Daniel Kirby, Ph.D.

Daniel Kirby, Ph.D.

Daniel Kirby, Ph.D.

Primary Analytical Investigator/Scientist

Dr. Kirby worked for many years with IBM as an engineer, analytical chemist, development scientist and engineering manager. In the early 90's he departed IBM and began a second career in bioanalytical mass spectrometry in the Boston area, and became involved in protein sequencing, developing micro analytical techniques, and instrumental design. He has worked as an Associate in Conservation Scientist at the Straus Center for Conservation and Technical Studies, Harvard Art Museums, for the past 8 years.

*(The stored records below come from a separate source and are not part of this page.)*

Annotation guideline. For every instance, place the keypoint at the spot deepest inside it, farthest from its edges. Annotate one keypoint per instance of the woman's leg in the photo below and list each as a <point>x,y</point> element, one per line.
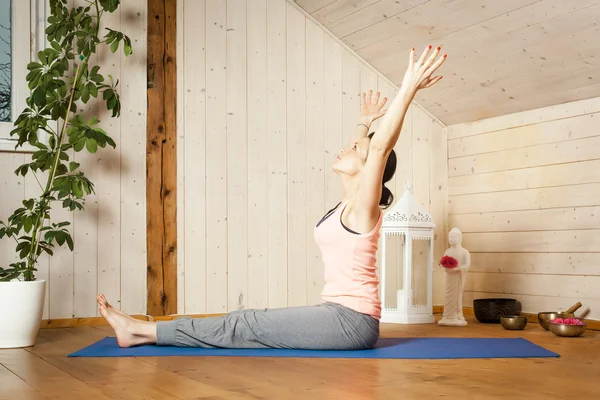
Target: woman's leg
<point>328,326</point>
<point>130,332</point>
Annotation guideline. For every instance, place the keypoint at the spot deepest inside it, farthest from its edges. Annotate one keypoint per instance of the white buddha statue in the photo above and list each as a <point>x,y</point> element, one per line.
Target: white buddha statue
<point>455,281</point>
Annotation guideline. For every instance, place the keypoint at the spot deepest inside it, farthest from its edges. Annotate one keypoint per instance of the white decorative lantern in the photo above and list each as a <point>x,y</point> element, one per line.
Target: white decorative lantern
<point>408,221</point>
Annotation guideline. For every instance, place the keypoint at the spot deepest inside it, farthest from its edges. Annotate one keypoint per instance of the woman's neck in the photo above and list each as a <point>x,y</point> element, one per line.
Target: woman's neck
<point>350,185</point>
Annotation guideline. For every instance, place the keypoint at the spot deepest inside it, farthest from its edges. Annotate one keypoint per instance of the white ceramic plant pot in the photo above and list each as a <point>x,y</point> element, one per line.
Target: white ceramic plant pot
<point>21,308</point>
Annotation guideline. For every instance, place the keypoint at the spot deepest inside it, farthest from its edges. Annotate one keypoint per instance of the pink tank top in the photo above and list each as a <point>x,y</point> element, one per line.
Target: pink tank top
<point>350,260</point>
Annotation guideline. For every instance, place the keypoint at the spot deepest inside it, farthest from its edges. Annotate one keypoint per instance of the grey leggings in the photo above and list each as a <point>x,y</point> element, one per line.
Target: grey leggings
<point>327,326</point>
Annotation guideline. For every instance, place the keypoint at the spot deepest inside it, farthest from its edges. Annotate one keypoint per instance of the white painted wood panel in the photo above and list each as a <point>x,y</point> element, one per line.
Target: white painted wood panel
<point>527,199</point>
<point>580,264</point>
<point>296,156</point>
<point>107,174</point>
<point>193,142</point>
<point>257,155</point>
<point>216,160</point>
<point>334,141</point>
<point>583,287</point>
<point>547,176</point>
<point>245,113</point>
<point>552,132</point>
<point>587,149</point>
<point>133,161</point>
<point>583,241</point>
<point>438,200</point>
<point>524,191</point>
<point>277,153</point>
<point>303,97</point>
<point>529,220</point>
<point>315,162</point>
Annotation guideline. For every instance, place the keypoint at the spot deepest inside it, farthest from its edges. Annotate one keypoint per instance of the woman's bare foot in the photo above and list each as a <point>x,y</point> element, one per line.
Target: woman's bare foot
<point>130,332</point>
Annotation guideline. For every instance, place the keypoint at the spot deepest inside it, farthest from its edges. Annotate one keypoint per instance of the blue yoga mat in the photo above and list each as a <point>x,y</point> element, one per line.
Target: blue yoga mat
<point>399,348</point>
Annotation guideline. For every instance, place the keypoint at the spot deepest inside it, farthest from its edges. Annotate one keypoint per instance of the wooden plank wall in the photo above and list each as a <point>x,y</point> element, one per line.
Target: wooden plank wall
<point>110,234</point>
<point>267,100</point>
<point>524,190</point>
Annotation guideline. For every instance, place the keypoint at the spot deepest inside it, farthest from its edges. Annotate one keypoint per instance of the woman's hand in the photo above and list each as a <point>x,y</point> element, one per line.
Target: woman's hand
<point>371,107</point>
<point>418,74</point>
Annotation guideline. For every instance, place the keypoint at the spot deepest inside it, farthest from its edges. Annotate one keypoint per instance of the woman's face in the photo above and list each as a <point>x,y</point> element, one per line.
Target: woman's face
<point>351,160</point>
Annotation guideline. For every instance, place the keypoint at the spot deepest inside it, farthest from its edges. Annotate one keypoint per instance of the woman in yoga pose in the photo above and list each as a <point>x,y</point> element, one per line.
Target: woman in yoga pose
<point>347,236</point>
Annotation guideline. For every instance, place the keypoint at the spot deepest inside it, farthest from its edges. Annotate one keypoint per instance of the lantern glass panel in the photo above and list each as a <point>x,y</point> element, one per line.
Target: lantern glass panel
<point>420,262</point>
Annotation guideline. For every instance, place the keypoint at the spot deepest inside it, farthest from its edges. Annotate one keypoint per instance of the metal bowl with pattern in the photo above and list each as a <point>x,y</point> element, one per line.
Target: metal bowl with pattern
<point>545,317</point>
<point>489,311</point>
<point>513,322</point>
<point>566,330</point>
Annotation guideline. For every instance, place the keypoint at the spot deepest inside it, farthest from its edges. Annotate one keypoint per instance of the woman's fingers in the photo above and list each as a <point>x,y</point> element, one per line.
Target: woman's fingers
<point>376,99</point>
<point>422,58</point>
<point>432,81</point>
<point>431,58</point>
<point>382,103</point>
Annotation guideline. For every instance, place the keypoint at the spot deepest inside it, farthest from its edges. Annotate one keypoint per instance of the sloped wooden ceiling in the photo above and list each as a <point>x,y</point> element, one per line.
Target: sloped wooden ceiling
<point>505,56</point>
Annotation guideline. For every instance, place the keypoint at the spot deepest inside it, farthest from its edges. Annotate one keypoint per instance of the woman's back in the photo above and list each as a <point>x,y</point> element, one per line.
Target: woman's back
<point>350,262</point>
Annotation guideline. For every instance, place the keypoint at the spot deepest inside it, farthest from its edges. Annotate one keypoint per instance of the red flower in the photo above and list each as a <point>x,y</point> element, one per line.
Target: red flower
<point>448,262</point>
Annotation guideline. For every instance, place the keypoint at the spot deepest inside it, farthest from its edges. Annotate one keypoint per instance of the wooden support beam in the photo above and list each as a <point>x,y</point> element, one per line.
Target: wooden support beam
<point>161,162</point>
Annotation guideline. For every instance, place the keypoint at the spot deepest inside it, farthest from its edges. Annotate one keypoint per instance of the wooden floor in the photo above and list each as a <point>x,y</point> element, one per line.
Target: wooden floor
<point>43,372</point>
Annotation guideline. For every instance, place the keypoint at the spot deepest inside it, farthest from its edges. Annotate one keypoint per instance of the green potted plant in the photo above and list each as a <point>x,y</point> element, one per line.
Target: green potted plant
<point>62,77</point>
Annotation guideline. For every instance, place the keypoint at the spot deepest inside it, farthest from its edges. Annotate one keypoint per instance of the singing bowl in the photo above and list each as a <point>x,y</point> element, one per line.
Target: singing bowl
<point>567,330</point>
<point>490,310</point>
<point>513,322</point>
<point>545,317</point>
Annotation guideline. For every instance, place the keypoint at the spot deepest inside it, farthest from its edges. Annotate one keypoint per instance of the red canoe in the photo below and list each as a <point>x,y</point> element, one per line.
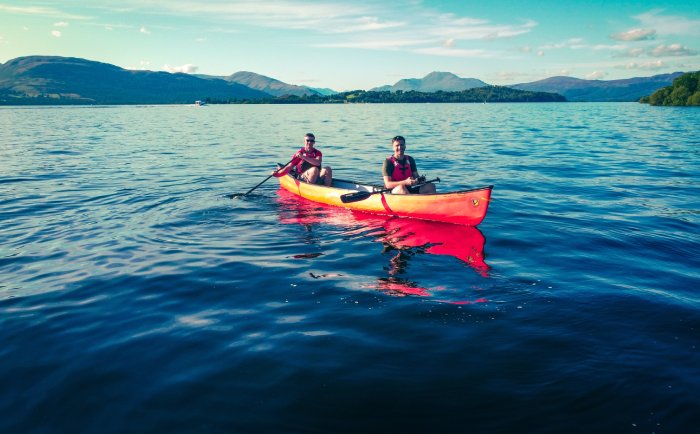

Dr. Kirby’s areas of interest in conservation science include developing techniques and applications of Laser Desorption Ionization MS (LDI-MS) for the analysis of artists' materials, especially modern organic pigments; investigating approaches to obtaining information from paint cross sections with LDI-MS; and applying bioanalytical methods to the characterization of proteinaceous materials in works of art. He has published papers in peer reviewed journals on paint and pigment analysis with LDI-MS and, most recently, on the use of peptide mass fingerprinting for the analysis of proteinaceous materials in artworks objects of cultural heritage.

Over the past four years, Dr. Kirby’s work at the Straus Center has resulted in the donation of a LDI-Time-of-Flight mass spectrometer from the Waters Corporation, the first of its kind in a museum laboratory. He has developed and applied peptide mass fingerprinting methodology to a wide range of projects and artworks. In 2011 he organized and conducted a three day workshop on the use of “LDMS and MALDI for the analysis of pigments and proteins in works of art” as part of the MaSC Users Meeting (Mass Spectrometry and Chromatography User’s Group) held at Cambridge, MA. Ten conservation scientists from the US and Europe attended the workshop. Dr. Kirby’s current interest in applying peptide mass fingerprinting for the identification of species origins of proteinaceous materials in objects of cultural heritage developed from several collaborations with colleagues from the Winterthur/University of Delaware Conservation Science program and Harvard’s Peabody Museum of Archaeology and Ethnology. His particular interest is developing new methodologies that can be used by “non-experts” in a museum laboratory setting giving conservators and conservation scientists access to levels of information not possible with existing tools of the trade.